Symbolic Landscape, gouache on wood 240 x 240cm 2002

The artwork consists of Aboriginal petroglyphs that were carved on the rock formations, most of the particular areas are around the North West and north eastern coastline of Tasmania. The significance of my paintings is to achieve with the use of wood, impasto gel, modelling compound and gouache paint, a portrayal of spiritualism, symbolism and mythology in Aboriginal culture in Tasmania. Using Aboriginal symbols from the past as a perspective into the future. The work will demonstrate a contemporary form of art from an Aboriginal’s perspective, yet recognising the European context of much of its production. Done in geometrical shapes and structure as a form of depicting the Aboriginal people existing in a geometrically constructed and contemporary world.

My mother, Rose Australia Thomas, died when I was two years old. My mother’s mother, Augusta Lavinia Maynard, reared me from an early age in Launceston, along with eleven children and four grandchildren. For a long time, I was cut off from my Aboriginal past.

I began painting with Sandra Walters and then with the late Greg Waddle for 18 months before going to the University of Tasmania. At the moment I’m fulfilling a dream and starting my Master of Fine Arts and Design degree at the University of Tasmania, Launceston. I live out under the Great Western Tiers, in the small township of Bishopsbourne, a painter’s paradise.

The significance of my project for my painting is to achieve, with the use of wood, impasto gel, modelling compound and gouache, a landscape portraying symbolism, spirituality, and mythology within the Tasmanian aboriginal culture. To achieve this, designs of Tasmanian Aboriginal petroglyphs were formed in the texture of modelling compound and impasto gel to create a sense of Aboriginal presence on the island of Tasmania being a haven for my people.
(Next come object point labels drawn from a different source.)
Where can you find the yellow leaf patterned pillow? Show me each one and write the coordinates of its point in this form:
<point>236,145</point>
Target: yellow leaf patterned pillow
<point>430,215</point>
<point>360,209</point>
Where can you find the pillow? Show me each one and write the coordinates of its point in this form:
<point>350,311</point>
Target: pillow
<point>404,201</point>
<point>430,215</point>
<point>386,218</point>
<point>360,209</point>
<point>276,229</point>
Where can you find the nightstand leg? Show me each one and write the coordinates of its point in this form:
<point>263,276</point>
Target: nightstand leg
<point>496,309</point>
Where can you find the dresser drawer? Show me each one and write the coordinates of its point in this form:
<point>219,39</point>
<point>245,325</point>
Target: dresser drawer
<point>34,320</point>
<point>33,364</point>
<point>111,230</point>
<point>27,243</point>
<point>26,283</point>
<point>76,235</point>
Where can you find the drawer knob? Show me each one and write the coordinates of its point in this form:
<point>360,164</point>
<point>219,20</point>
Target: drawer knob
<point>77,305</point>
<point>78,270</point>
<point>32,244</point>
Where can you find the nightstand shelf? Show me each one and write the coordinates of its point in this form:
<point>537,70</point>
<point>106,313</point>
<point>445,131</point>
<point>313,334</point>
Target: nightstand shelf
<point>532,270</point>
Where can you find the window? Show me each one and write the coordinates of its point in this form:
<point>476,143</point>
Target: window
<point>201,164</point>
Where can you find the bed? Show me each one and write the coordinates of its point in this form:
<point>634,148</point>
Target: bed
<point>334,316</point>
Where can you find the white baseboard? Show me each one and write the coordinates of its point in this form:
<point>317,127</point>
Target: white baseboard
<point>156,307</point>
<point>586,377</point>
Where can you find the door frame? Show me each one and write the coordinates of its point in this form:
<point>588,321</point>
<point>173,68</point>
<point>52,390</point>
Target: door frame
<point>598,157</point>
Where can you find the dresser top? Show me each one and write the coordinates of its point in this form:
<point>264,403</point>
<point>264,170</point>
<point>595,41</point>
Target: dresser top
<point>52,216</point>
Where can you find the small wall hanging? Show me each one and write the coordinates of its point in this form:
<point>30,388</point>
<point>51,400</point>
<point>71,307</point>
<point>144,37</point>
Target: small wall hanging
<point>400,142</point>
The purpose of the painting, using the Tasmanian Aboriginal petroglyphs, is my way of recording and protecting historical information about Aboriginal ancestral beings decaying or wearing away in time from the natural elements. Using shapes and structures within the work I depict the geometrically constructed contemporary world in which Aboriginal are forced to live under the dominance of white Europeans. Outlines of the Tasmanian Aboriginal petroglyphs are believed to be a form of Aboriginal documentation used to educate their youth thousands of years ago. The framing isolated the work within the constraints of a barrier. Names of Aboriginal people have been inscribed backwards on the two frames, thus connecting them to the past and protecting the petroglyphs for the future. Gold is used to show the wealth of our land and ochre used as a form of decoration references Manalargenna, Chief of Cape Portland tribe from whom I originated. From the times of Manalargenna to a contemporary world of today Tasmania is a safe haven for all my people. Aboriginals who dwell on the Bass Strait islands, are there because that’s where Manalargenna and our ancestors were exiled, and he longed to be on the Cape Portland—Ben Lomond land and although I have seen all of Australia, I see Tasmania as my refuge, my haven.

Judith-Rose Thomas thanks Manalargenna for her Aboriginal heritage, Aunty Molly for her encouragement throughout the time I spent at the University of Tasmania, and Sandra Walters for beginning my life of art.